Aryabhatta found out the value of pi, but howThere is something our text books miss. In this thread I tried to show how science and maths books don't cover the personality and stories of the inventors and discoveries. Then there are history books that don't cover the logic a person used to find something but only the dates and stories of how he did. Aryabhatta was one of the greatest minds India has house. He lived in 4th century AD under the Gupta rule. He is claimed to have done following inventions. He is believed to have found an approximate value of Pi. He hypothesised elliptical orbit of planets. He devised approximate days for eclipses that are true with a small margin of error. He also used primitive algebra, by using Sanskrit letters to denote. He used concepts of trigonometry and spherical trigonometry. He calculated rotation of Earth, true to seconds.
But Aryabhatta quite definitely does not "invent" zero because Hindus had a concept of zero since the time of Vedas. Aryabhatta uses Place Value system, that has zeros, ones, tens, hundreds and so on places. That gives an idea that Aryabhatta knows and used zero. Aryabhatta would use decimals too, further concreting this idea.

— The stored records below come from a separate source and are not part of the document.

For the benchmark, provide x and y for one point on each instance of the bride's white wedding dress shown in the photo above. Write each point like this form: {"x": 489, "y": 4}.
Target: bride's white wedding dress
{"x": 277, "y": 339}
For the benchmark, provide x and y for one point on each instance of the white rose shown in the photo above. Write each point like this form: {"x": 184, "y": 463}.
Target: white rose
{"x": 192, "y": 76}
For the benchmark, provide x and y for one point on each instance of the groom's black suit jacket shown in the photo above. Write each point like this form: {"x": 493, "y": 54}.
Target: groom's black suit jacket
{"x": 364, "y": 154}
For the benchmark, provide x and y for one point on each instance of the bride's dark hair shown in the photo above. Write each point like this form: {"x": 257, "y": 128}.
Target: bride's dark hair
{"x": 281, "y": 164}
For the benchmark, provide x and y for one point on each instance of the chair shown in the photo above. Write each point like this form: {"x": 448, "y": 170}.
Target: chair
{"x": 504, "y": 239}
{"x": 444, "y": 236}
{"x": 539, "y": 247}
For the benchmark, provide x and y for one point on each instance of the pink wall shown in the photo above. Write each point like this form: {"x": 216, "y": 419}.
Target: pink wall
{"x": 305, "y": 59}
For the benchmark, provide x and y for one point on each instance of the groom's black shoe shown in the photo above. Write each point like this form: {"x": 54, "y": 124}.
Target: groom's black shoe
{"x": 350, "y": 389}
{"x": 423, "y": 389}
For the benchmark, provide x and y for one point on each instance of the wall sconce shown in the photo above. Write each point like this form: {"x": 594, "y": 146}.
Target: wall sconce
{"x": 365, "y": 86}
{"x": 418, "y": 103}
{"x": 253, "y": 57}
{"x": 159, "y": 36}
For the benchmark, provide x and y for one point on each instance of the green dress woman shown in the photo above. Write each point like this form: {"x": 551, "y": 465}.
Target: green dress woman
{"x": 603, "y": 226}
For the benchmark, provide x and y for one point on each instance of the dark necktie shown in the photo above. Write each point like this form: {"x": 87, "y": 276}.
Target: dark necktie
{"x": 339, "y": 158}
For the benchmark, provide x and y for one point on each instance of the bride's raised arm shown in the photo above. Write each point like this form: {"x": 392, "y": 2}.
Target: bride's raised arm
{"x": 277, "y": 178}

These all inventions we do know. We have read about them in our books. But how many of us try to actively know how did Aryabhatta land on these inventions? What was the logic he used? Great minds think alike people say. Observing the methods used by such a great thinker, we too might solve problems in our life or come up with unique solutions. Seeing facts as just facts is what kills the education in its birth. Education comes from thinking about what we were taught. This is the kind of education that is vouched by ancient Indian schools of philosophy and thinking. Thinking about about education is what leads us to enlightenment.